Total loss estimation using copula-based regression models

TL;DR

This paper introduces a copula-based regression framework for accurately estimating total insurance loss by modeling dependence between claims and sizes, addressing biases from independence assumptions.

Contribution

It develops a flexible joint modeling approach combining copulae with generalized linear models and proposes a method for selecting the best copula, improving loss estimation accuracy.

Findings

Dependence modeling reduces bias in loss estimates.

The proposed method is efficient and adaptable to different copula families.

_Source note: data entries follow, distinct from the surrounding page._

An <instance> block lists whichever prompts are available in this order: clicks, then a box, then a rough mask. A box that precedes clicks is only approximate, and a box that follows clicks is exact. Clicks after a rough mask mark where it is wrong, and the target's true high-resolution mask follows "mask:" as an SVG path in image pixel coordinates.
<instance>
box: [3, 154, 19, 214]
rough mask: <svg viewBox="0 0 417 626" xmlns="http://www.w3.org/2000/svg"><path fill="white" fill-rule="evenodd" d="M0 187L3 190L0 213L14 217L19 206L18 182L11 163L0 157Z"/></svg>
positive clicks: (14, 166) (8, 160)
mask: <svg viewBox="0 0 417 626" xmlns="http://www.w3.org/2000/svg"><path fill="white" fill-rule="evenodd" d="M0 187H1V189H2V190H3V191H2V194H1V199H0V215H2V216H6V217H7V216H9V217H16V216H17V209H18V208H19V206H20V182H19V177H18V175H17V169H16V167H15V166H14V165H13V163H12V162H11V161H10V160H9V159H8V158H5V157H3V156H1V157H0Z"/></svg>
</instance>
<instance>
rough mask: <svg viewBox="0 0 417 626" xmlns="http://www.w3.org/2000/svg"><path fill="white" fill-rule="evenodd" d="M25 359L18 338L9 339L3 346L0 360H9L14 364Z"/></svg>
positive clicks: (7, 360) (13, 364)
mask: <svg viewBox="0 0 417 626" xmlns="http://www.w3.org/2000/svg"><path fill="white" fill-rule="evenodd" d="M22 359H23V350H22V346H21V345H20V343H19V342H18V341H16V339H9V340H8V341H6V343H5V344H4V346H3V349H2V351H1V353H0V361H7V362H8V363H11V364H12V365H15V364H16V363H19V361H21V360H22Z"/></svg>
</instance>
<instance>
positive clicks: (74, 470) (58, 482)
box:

Application to car insurance demonstrates practical effectiveness.

Abstract

We present a joint copula-based model for insurance claims and sizes. It uses bivariate copulae to accommodate for the dependence between these quantities. We derive the general distribution of the policy loss without the restrictive assumption of independence. We illustrate that this distribution tends to be skewed and multi-modal, and that an independence assumption can lead to substantial bias in the estimation of the policy loss. Further, we extend our framework to regression models by combining marginal generalized linear models with a copula. We show that this approach leads to a flexible class of models, and that the parameters can be estimated efficiently using maximum-likelihood. We propose a test procedure for the selection of the optimal copula family. The usefulness of our approach is illustrated in a simulation study and in an analysis of car insurance policies.